Control of Sexually Transmitted Disease: The Canadian Perspective

Paul R Gully

Division of STD Control, Bureau of Communicable Disease Epidemiology, Laboratory Centre for Disease Control, Health and Welfare Canada, Tunney’s Pasture, Ottawa, Ontario, Canada

Copyright © 1991 Hindawi Publishing Corporation. This is an open access article distributed under the Creative Commons Attribution License, which permits unrestricted use, distribution, and reproduction in any medium, provided the original work is properly cited.
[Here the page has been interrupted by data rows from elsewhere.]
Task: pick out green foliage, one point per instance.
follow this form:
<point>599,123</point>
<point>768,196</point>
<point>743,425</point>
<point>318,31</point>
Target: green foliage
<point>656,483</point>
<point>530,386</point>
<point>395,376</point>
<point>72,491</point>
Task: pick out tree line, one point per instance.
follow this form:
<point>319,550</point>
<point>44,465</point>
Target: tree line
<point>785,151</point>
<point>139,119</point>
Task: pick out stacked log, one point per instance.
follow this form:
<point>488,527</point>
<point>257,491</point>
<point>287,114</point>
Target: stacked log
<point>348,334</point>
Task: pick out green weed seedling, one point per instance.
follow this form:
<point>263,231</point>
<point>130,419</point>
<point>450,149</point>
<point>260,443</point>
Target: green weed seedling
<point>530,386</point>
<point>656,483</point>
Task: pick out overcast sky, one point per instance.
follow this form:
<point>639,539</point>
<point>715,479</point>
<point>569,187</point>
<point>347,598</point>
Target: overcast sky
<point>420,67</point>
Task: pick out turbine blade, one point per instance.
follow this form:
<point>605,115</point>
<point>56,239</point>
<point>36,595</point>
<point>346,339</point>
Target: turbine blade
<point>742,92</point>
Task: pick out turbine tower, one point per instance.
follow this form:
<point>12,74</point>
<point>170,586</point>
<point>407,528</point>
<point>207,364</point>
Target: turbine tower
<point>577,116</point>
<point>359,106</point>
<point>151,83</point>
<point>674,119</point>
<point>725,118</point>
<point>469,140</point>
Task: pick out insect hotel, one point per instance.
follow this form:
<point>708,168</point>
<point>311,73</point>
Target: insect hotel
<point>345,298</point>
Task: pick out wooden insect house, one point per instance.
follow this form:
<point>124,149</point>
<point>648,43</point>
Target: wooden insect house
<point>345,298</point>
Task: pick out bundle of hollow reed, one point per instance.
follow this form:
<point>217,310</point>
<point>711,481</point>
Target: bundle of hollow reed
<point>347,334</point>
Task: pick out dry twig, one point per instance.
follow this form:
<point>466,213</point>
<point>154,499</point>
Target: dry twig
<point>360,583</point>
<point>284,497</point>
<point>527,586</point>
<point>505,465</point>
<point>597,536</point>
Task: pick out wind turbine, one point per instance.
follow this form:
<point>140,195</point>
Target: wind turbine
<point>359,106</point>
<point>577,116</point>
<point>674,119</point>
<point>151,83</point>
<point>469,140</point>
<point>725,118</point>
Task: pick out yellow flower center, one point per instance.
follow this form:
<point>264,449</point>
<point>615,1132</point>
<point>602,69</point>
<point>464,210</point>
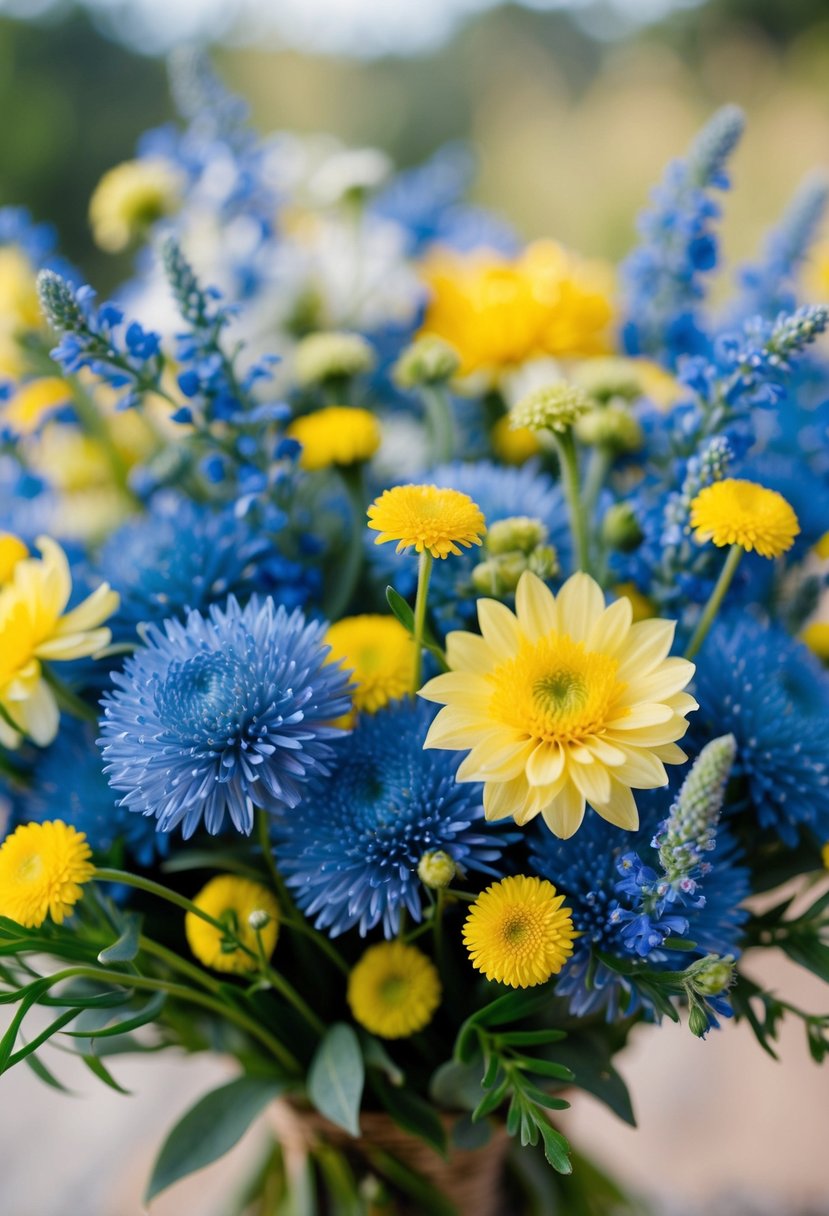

The ability to control a disease depends on knowledge of its epidemiology. Such information on sexually transmitted diseases (STDs) can be ascertained by surveillance data involving the analysis of notification reports, as well as laboratory reports, hospital discharge data, and data from sentinel clinics and health units. In the case of sexually transmitted hepatitis B, notification data will probably have to be corroborated by data from sentinel clinics, health units or physicians. A vigorous attempt must be made to elucidate the mode of transmission in acute cases and newly discovered carriers. Appropriate treatment, contact tracing and primary prevention strategies appear to have had some success in controlling gonorrhea and syphilis. Rates of genital chlamydial infection may also be reduced by the same methods. These diseases will, however, persist in certain 'core groups'. Control of sexually transmitted hepatitis B will require a primary prevention strategy of risk reduction, sexual health promotion and immunization. Targeted immunization programs on their own are not Likely to work. Thus, universal immunization will probably be required along with public acceptance of immunization against STDs and appropriate human and financial resources. Reliable surveillance data will be required for program evaluation.